Orbital characteristics
- Epoch December 31, 2006 (JD 2454100.5)
- Aphelion: 415.302 million km (2.776 AU)
- Perihelion: 382.115 million km (2.554 AU)
- Semi-major axis: 398.708 million km (2.665 AU)
- Eccentricity: 0.042
- Orbital period (sidereal): 1589.253 d (4.35 a)
- Mean anomaly: 214.253°
- Inclination: 2.373°
- Longitude of ascending node: 7.213°
- Argument of perihelion: 54.982°

Physical characteristics
- Dimensions: 44.4 km
- Synodic rotation period: 8.283065 h
- Geometric albedo: 0.225
- Spectral type: S
- Absolute magnitude (H): 8.9

= 73 Klytia =

Main-belt asteroid

73 Klytia is a main-belt asteroid. It was the second and last asteroid discovery by the prolific comet discoverer Horace Tuttle, on April 7, 1862. It is named after Clytia, who loved Helios in Greek mythology. Of the first one hundred numbered asteroids, Klytia is the smallest.

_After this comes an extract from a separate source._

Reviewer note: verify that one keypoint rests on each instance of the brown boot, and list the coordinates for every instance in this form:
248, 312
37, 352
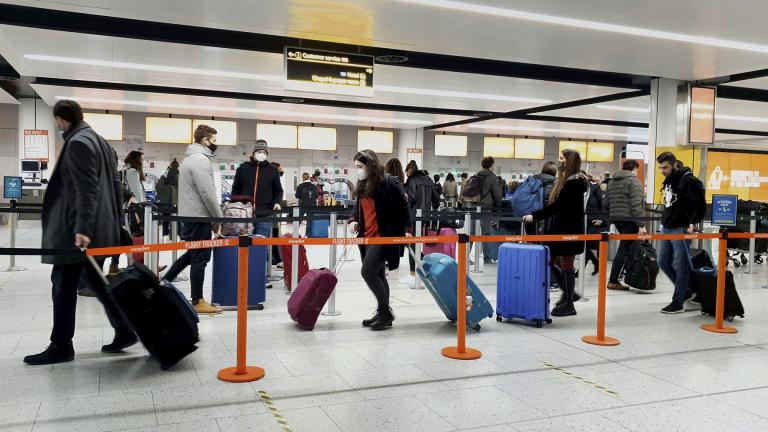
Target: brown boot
618, 286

Based upon photometry observations between 1984 and 2007, it has a sidereal rotation period of 8.283065 h with an amplitude that can range up to 0.34±0.01 in magnitude. The lightcurve shows some shape irregularities. There are two valid solutions for the pole's ecliptic coordinates: (λ_{1}, β_{1}) = (38°, +75°) and (λ_{2}, β_{2}) = (237°, +73°).